In the past, we’ve used randomized edge swaps to permute the newtork. In other words, we shuffle network relationships in a way that preserves node degree but destroys relationship specificity. Using this method, we can see whether the signals we observe are due to uninteresting degree effects or meaningful relationships.

Randomization by edge swapping is an established operation on homonets. However, we must be careful when extending the concept to networks with directionality and multiple relationship types. When swapping directed relationships, we should maintain directionality, so that post-permutation the in and out-degrees of each node remain unchanged. Next, we should only swap relationships of the same type. In some instances we may want to permute the entire network by going through each rel_type, but in other cases we may only want to distrub a single relationship type at a time.

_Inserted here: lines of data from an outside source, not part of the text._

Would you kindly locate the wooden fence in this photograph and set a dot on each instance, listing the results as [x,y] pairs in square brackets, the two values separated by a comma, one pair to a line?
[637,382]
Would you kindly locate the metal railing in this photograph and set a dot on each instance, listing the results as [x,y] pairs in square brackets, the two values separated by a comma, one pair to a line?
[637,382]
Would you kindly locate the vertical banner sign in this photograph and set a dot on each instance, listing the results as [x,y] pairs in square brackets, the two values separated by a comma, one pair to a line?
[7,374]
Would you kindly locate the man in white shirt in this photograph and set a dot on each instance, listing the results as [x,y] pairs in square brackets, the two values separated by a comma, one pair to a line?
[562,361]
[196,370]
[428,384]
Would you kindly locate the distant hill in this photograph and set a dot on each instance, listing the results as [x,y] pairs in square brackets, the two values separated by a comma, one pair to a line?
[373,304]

Previousely, we permuted hetnets using our python module. Now we would like to implement hetnet permutation by randomized edge swaps in cypher.

Create the graph

Below for an example, we create a directed homonet.

CREATE
 // create nodes
 (n1:Node {name: 'n1'}),
 (n2:Node {name: 'n2'}),
 (n3:Node {name: 'n3'}),
 (n4:Node {name: 'n4'}),
 (n5:Node {name: 'n5'}),
 (n6:Node {name: 'n6'}),
 // create relationships
 (n1)-[:REL {id: 0}]->(n2),
 (n3)-[:REL {id: 1}]->(n4),
 (n5)-[:REL {id: 2}]->(n6),
 (n5)-[:REL {id: 3}]->(n2),
 (n6)-[:REL {id: 4}]->(n2)

Node degree table

MATCH (n:Node)
RETURN
 n.name AS name,
 size((n)<-[:REL]-()) AS in_degree,
 size((n)-[:REL]->()) AS out_degree

The Hunger method

Michael Hunger got us starting by suggesting a method (see his tweet and graphgist). Hunger’s example initiates the query by choosing a random node. We modified his solution to initiate with selecting a random relationship, since we’re interested in randomized relationships and thus want each relationship to have a similar chance of being randomized at any given iteration. The Hunger method below performs a single swap (iteration):

// Retrieve a random relationship
MATCH (u)-[r1:REL]->(v)
 WITH * ORDER BY rand() LIMIT 1
// Retrieve a second random relationship that is eligible for swapping
MATCH (x)-[r2:REL]->(y)
 WHERE u <> x AND v <> y
 AND NOT exists((u)-[:REL]->(x))
 AND NOT exists((v)-[:REL]->(y))
 WITH * ORDER BY rand() LIMIT 1
// Execute the swap
DELETE r1, r2
CREATE (u)-[:REL]->(x)
CREATE (v)-[:REL]->(y)

The above method picks a random relationship from all relationships. Then all other relationships are identified that are eligible for a swap, and a random one is chosen. This method works, but will not scale well.

Optimized methods

Searching through all relationships in order to choose a single random relationship is inneficient. Instead we can generate random indexes to choose two random relationships. Once we have the index, we need quick relationship lookup. This can be done using using relationships IDs or a constraint on a relationship property. The ID method is desirable because we don’t have to create any relationship properties. However, since we’re deleting and creating relationships, IDs are subject to change and must therefore be tracked.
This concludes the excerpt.